Patients rightly pose difficult questions, and we often wonder too. If you have never seen a horrible complication from a particular drug or intervention how likely is it to happen? A short and illuminating paper from Germany may be very helpful [1] - as the authors say "experience and Murphy's law teach us that catastrophes do happen, and their probability can in fact be calculated by a simple rule of thumb."

The authors use a 1983 paper by a Canadian statistician called Hanley as the basis of their argument - Hanley's original paper was called "If nothing goes wrong is everything alright?". Hanley's formula was that if none of 100 patients exposed had a serious problem which concerned us then we can be 95% confident that the chance of this problem occurring is at most 3 in 100 (3/n).

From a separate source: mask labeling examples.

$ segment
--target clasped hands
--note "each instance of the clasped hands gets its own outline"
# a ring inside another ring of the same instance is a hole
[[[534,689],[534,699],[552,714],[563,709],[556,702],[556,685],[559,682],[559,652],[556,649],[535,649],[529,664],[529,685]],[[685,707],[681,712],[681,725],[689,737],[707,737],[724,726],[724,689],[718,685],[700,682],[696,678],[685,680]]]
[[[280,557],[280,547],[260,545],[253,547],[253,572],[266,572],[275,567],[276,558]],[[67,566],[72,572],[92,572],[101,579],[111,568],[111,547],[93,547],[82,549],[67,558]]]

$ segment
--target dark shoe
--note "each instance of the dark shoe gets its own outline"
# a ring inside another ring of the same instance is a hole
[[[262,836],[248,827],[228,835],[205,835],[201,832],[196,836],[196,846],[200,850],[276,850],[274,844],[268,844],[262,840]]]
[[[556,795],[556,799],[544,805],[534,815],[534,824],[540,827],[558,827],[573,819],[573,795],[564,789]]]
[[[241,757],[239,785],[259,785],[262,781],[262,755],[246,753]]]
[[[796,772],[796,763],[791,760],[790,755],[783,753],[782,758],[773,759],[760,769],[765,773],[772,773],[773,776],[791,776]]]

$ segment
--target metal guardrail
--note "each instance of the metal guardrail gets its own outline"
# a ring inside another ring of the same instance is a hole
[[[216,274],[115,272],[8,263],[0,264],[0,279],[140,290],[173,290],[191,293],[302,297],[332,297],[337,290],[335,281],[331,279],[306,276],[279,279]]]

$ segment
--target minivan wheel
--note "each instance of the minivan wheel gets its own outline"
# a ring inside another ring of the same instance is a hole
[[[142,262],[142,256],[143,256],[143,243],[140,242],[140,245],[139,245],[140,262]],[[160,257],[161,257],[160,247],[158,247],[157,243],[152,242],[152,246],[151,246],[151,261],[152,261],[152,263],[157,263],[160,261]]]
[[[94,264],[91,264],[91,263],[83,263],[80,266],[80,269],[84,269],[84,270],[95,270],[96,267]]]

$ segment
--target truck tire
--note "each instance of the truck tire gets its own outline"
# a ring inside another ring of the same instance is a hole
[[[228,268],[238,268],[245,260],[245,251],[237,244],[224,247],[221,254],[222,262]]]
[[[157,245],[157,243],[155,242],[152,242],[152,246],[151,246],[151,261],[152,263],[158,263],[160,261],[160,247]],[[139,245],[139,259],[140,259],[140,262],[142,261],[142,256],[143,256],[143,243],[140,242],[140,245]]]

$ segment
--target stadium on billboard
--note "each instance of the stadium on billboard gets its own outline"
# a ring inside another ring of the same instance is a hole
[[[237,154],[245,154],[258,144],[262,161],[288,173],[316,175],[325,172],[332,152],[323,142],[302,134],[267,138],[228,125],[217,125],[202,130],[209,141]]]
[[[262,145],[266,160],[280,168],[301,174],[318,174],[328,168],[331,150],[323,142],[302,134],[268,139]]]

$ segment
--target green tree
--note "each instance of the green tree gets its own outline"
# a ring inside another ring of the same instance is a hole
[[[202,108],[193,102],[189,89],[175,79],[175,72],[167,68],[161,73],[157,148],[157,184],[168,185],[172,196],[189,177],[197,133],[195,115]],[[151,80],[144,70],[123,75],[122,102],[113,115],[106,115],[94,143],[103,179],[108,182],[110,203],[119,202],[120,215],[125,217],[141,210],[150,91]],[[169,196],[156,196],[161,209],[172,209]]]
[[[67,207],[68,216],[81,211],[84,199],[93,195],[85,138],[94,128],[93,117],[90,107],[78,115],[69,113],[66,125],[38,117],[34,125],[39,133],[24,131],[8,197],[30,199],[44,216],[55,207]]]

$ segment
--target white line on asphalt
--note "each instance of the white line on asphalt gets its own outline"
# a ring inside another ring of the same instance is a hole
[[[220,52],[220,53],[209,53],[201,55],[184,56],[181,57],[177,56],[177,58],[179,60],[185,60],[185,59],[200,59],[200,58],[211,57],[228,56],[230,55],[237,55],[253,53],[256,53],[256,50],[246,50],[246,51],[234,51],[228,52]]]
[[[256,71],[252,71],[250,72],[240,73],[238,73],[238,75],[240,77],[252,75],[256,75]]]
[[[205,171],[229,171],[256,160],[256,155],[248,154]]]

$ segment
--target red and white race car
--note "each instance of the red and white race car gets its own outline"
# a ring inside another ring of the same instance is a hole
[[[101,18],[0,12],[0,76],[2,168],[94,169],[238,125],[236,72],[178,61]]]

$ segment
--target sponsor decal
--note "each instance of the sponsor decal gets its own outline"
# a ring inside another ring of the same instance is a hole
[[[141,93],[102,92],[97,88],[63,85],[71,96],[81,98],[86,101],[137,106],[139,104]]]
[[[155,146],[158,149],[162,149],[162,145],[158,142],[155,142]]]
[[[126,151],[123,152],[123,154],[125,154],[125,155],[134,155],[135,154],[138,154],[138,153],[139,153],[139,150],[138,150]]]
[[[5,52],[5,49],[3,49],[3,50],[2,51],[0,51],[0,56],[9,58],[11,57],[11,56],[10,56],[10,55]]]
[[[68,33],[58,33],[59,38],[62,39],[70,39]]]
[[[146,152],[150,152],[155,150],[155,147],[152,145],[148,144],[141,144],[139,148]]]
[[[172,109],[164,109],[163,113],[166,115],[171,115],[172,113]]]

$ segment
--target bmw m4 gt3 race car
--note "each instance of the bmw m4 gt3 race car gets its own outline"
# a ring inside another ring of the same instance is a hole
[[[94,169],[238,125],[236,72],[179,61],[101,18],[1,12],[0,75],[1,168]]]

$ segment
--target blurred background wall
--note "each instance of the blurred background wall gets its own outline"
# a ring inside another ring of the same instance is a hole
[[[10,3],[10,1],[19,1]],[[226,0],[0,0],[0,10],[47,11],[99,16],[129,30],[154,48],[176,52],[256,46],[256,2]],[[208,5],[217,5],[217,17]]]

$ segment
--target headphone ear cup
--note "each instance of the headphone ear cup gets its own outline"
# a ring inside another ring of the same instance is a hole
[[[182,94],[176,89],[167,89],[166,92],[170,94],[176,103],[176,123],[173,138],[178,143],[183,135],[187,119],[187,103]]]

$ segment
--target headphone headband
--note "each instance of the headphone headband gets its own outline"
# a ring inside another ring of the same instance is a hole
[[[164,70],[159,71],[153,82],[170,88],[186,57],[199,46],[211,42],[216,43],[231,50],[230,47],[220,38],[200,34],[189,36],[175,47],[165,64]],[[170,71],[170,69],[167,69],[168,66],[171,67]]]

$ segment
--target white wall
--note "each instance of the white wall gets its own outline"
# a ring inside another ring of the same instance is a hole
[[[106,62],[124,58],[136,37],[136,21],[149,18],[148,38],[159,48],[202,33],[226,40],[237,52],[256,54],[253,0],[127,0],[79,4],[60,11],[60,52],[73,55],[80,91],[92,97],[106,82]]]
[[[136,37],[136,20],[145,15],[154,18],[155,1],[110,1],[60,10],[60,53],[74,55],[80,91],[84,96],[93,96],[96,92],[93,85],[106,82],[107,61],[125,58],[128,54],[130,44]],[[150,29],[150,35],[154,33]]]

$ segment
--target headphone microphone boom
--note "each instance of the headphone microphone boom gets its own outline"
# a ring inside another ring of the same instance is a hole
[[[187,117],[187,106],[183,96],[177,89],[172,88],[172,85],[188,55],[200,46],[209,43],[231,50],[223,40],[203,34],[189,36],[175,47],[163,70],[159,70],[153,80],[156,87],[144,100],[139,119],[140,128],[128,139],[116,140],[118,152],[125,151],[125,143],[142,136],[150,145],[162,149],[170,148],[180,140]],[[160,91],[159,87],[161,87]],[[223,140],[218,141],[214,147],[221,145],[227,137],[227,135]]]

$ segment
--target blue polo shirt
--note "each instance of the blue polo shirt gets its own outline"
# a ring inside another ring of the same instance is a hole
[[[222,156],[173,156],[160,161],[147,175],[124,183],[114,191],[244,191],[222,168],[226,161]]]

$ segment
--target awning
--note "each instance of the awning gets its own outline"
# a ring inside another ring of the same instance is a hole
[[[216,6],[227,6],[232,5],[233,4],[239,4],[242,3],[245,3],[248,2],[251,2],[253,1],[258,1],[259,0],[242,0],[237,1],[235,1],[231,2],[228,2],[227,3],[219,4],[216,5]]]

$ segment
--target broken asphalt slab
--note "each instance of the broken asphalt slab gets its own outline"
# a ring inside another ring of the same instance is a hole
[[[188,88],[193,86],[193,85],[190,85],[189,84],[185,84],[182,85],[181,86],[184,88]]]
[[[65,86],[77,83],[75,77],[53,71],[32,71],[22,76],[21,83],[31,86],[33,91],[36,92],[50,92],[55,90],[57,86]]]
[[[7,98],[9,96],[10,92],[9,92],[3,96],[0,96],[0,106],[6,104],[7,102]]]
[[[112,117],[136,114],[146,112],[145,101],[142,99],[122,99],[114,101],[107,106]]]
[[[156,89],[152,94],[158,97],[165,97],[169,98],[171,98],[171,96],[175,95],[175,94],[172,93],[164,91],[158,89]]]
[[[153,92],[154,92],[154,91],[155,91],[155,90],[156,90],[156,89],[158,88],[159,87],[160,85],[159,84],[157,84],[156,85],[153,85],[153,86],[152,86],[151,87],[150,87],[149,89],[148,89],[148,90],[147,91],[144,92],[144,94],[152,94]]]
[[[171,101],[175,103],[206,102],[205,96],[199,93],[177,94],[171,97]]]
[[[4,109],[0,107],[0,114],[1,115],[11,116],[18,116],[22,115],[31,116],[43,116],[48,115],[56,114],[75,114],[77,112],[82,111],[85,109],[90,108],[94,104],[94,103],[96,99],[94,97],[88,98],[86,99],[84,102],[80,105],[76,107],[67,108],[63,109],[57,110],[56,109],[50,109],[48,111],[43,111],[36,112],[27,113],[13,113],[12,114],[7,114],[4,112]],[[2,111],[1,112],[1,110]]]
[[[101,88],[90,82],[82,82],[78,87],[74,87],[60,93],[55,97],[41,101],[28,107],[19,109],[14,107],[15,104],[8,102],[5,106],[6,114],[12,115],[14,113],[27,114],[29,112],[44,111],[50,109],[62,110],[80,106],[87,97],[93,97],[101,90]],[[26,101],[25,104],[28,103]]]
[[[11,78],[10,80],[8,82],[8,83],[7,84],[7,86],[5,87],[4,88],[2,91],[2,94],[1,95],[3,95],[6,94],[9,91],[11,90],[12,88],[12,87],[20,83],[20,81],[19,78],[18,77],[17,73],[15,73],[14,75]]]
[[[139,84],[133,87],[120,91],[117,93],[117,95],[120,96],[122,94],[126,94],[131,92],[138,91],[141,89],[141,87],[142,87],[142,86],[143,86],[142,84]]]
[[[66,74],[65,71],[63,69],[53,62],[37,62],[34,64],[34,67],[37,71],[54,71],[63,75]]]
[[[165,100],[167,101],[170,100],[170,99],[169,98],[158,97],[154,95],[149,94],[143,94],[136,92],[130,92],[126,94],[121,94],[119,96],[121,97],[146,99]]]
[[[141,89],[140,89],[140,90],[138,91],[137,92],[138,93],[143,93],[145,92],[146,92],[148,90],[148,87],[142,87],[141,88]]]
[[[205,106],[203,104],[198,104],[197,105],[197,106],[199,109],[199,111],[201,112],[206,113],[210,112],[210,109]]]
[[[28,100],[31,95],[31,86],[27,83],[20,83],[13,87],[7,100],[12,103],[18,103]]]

Eyspasch et al use the information on intraoperative death from vascular injury during laparoscopic appendectomy and cholecystectomy to develop the argument further. No such deaths have been reported in 842 appendectomies and 8192 cholecystectomies. The upper limit of the 95% confidence interval for this disaster (rule of 3) is then about 3/1000 and 3/10000 respectively.

Just because we haven't seen anything terrible happen does not mean that it will not happen. The rule of three allows us to be a little more precise about the chance of it happening.


  1. E Eypasch, R Lefering, CK Kum, H Troidl. Probability of adverse events that have not yet occurred: a statistical reminder. British Medical Journal 1995 311: 619-20.